New research in this week's New England Journal of Medicine identifies a possible new risk factor for osteoporosis.
The Early Show medical correspondent Dr. Emily Senay gives the details and other important facts you need to know about the bone thinning disease.
We've known for a long time that certain factors can increase your risk of developing osteoporosis such as a family history of the disease, a diet low in vitamin D and calcium, smoking, excessive alcohol consumption and not doing enough weight bearing exercises.
Senay explains the new study suggests people with higher levels of homocysteine, which is a compound found in the blood, may raise your risk of developing osteoporosis. Past studies have indicated that high homocysteine levels put a person at an increased risk for heart and Alzheimer's disease. These studies are still preliminary, but they may one day help identify another marker for osteoporosis.

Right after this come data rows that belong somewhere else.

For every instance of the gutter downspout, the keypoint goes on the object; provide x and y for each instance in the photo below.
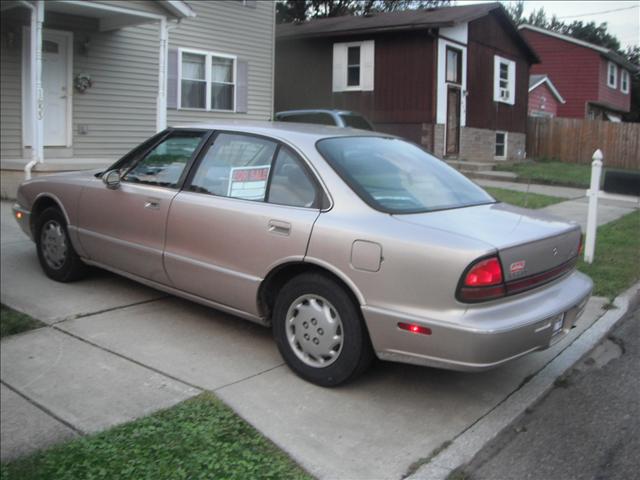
(37, 103)
(161, 102)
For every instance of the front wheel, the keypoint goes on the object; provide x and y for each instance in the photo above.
(57, 257)
(319, 331)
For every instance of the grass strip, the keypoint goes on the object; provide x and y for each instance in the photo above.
(522, 199)
(200, 438)
(12, 322)
(616, 263)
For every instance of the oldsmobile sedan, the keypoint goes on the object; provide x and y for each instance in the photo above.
(348, 244)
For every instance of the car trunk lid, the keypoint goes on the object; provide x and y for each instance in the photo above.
(529, 243)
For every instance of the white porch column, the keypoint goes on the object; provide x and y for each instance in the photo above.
(161, 102)
(36, 112)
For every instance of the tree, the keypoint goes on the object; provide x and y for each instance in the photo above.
(301, 10)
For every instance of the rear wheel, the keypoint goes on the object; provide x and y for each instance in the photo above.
(319, 331)
(57, 257)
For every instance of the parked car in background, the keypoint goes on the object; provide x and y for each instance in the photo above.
(349, 244)
(338, 118)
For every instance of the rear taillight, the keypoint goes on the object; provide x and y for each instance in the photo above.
(483, 280)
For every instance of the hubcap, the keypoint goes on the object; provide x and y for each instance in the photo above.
(53, 243)
(314, 330)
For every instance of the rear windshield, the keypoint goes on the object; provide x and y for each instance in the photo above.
(395, 176)
(317, 118)
(356, 121)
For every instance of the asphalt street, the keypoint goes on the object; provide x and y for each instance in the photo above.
(587, 427)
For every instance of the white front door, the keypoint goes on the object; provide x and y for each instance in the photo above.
(54, 87)
(57, 49)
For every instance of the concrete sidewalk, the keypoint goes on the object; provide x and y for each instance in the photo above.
(114, 351)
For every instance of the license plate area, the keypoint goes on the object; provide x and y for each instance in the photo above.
(557, 322)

Folate and other B vitamins have been shown to lower homocysteine levels. You can get your vitamin B through foods such as broccoli, carrots and other leafy green vegetables. Daily multivitamins are another source.
Osteoporosis affects about 44 million Americans but there are still many misconceptions about the disease. The following are some common osteoporosis myths:
Myths: Limited to Older Women
Senay says one common misconception is that only older Caucasian women get the disease, but the disease does not discriminate. At least 2 million men in the United States have it and another 12 million are at risk. In fact, men over 50 are more likely to get a fracture related to osteoporosis than prostate cancer. And, studies have shown even though it's more common among whites and Asians, it certainly can affect African-Americans and Latinos. And you don't have to be old. Osteoporosis can develop at any age.

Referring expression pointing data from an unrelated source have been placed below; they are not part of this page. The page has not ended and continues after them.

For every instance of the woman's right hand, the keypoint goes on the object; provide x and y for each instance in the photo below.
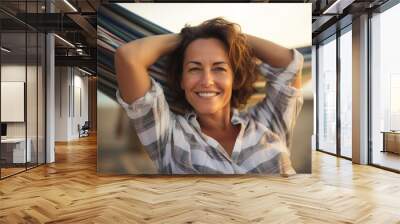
(134, 58)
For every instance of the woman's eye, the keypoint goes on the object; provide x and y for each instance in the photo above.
(193, 69)
(220, 69)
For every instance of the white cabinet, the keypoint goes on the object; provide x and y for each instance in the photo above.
(17, 145)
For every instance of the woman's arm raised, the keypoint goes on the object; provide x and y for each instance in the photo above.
(134, 58)
(273, 54)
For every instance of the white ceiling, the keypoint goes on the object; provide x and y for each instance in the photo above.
(288, 24)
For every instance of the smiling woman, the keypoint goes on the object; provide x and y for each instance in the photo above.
(212, 67)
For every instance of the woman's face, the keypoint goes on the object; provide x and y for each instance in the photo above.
(207, 76)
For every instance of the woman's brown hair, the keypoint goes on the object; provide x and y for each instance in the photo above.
(240, 55)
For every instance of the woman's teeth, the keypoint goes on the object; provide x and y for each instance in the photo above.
(207, 94)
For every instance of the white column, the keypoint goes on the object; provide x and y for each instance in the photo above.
(360, 90)
(50, 92)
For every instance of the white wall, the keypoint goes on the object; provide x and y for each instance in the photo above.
(71, 87)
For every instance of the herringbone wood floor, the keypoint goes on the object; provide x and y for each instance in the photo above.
(70, 191)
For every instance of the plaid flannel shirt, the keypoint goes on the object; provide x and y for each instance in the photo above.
(177, 145)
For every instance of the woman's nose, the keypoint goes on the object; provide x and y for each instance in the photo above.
(207, 78)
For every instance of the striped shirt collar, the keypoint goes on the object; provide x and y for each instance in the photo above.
(236, 118)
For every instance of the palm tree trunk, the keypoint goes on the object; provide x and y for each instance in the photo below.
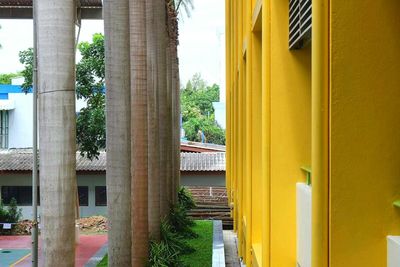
(116, 25)
(170, 137)
(162, 104)
(139, 151)
(57, 130)
(173, 43)
(153, 129)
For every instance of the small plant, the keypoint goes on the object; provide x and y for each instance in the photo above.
(174, 240)
(14, 214)
(3, 212)
(185, 199)
(10, 214)
(180, 222)
(162, 256)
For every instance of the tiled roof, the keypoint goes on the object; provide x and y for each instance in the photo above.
(28, 3)
(21, 160)
(208, 161)
(203, 147)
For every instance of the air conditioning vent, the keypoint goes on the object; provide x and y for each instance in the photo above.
(300, 14)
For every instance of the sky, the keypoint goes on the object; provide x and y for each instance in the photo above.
(201, 49)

Myths: It Isn't Very Serious
Every year, more than a million and a half people with osteoporosis have fractures. Fractures take a long time to heal, and they can lead to permanent disability, especially among the elderly. Almost all have heard of someone elderly who has fallen and broken a hip and end up getting pneumonia, which can have serious consequences.
Myths: You Know If You Have It
Senay says most people with osteoporosis don't have any symptoms and may not know they even have it until they have a fracture. It's a silent illness that progresses slowly over time. One thing to look out for is loss of height over time, so you may want to consider measuring your height every year and reporting to your doctor even a slight change in height.
Myths: There Are No Treatments
There are effective treatments for osteoporosis, according to Senay. You can begin by making sure you get enough calcium and vitamin D in your diet. Weight bearing exercises can also help with osteoporosis. And there are also a number of medications on the market, and not just hormone replacement therapy, that can help prevent further bone loss and even replace some lost bone mass.